Elucidation of the interplay between autophagy and macropinocytosis in ERK MAPK inhibited pancreatic cancer cells.

We have shown that concurrent ERKi and CQ treatment synergistically enhances anti-tumor efficacy in KRAS-driven PDAC. While these preclinical results are promising, early clinical data has demonstrated that resistance to this treatment arises over time. KRAS or ERK MAPK depletion also results in downregulation of macropinocytosis in KRAS-driven PDAC. We hypothesize that autophagy induction, and macropinocytosis downregulation, via MAPKi can only be sustained transiently. The underlying mechanistic and signaling crosstalk between autophagy and macropinocytosis remain poorly understood. We hypothesize that there is a compensatory relationship between autophagy and macropinocytosis following blockade of the MAPK pathway and that this relationship influences the effect of autophagy inhibition in these models.

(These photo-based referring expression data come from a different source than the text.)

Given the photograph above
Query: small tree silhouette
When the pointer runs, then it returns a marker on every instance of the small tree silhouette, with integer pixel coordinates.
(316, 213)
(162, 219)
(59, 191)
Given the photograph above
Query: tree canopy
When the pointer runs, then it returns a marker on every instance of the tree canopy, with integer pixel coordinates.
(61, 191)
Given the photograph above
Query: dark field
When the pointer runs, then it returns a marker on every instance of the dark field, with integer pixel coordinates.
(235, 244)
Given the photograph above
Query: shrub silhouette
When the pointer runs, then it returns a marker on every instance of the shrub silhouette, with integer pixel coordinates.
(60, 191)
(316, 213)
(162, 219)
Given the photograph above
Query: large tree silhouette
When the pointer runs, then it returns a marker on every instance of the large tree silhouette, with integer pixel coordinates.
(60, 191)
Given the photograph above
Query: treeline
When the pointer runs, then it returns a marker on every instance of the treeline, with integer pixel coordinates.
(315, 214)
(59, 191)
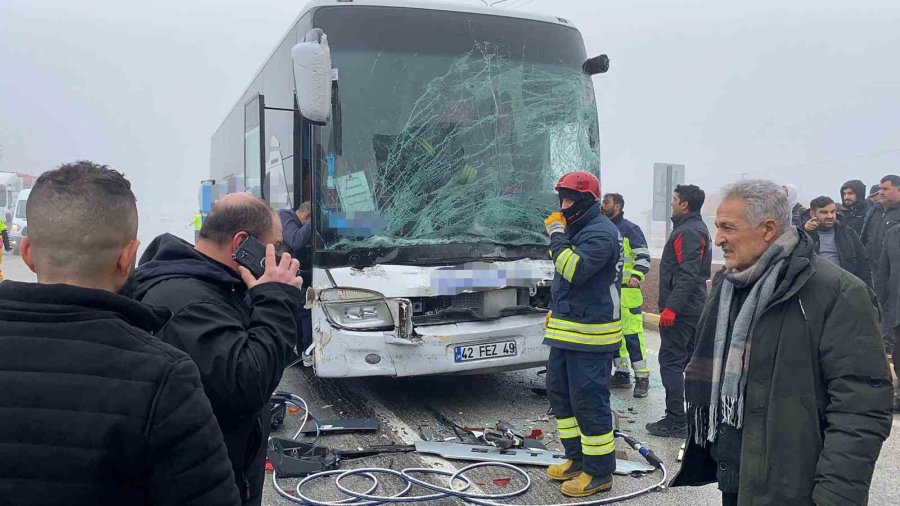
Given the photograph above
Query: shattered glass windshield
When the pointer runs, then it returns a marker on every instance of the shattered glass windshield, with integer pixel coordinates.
(449, 127)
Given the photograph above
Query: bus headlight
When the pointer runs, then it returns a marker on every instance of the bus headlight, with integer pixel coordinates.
(356, 309)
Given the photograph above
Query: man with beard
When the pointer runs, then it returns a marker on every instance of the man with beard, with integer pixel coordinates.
(884, 217)
(95, 409)
(835, 241)
(856, 207)
(788, 392)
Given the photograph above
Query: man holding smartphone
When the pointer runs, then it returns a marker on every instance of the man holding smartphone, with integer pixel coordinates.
(239, 329)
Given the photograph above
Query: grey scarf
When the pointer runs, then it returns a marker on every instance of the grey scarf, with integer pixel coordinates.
(729, 378)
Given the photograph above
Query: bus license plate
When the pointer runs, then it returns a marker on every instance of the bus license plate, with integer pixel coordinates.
(482, 351)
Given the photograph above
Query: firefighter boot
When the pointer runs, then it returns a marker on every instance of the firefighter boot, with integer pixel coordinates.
(585, 485)
(641, 387)
(565, 471)
(621, 379)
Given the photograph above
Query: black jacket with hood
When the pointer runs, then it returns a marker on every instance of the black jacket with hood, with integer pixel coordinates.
(881, 220)
(855, 215)
(887, 279)
(96, 410)
(240, 339)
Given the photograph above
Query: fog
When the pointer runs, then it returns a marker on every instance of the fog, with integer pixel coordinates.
(804, 93)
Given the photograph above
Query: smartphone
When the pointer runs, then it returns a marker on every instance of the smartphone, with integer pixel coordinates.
(252, 256)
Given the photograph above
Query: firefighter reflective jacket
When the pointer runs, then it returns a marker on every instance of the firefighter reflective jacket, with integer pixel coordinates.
(634, 246)
(585, 309)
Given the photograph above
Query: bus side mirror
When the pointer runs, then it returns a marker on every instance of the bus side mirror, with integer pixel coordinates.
(312, 76)
(596, 65)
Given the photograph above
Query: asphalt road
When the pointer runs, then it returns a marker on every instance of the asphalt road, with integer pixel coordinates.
(406, 407)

diagram comparing signaling proteins necessary for macropinocytosis and autophagy — KRAS-mutant PDAC is highly dependent on the nutrient scavenging pathways autophagy and macropinocytosis.

Determination of whether dual ERK and autophagy inhibition abrogates the growth of other RAS-driven cancers.

An important question is whether the combination of ERK MAPK and autophagy inhibitors will be effective in other KRAS-mutant cancers. For example, colorectal cancer (CRC) has a 45% frequency of KRAS mutations, but unlike PDAC, mutational loss of the APC tumor suppressor, not mutational activation of KRAS, is the initiating genetic event. Later mutations in KRAS, NRAS, or BRAF promote tumor progression, indicating distinct biological roles of RAS/MAPK in these cancer types. We are evaluating whether CRC is also responsive to combined ERKi and autophagy inhibition.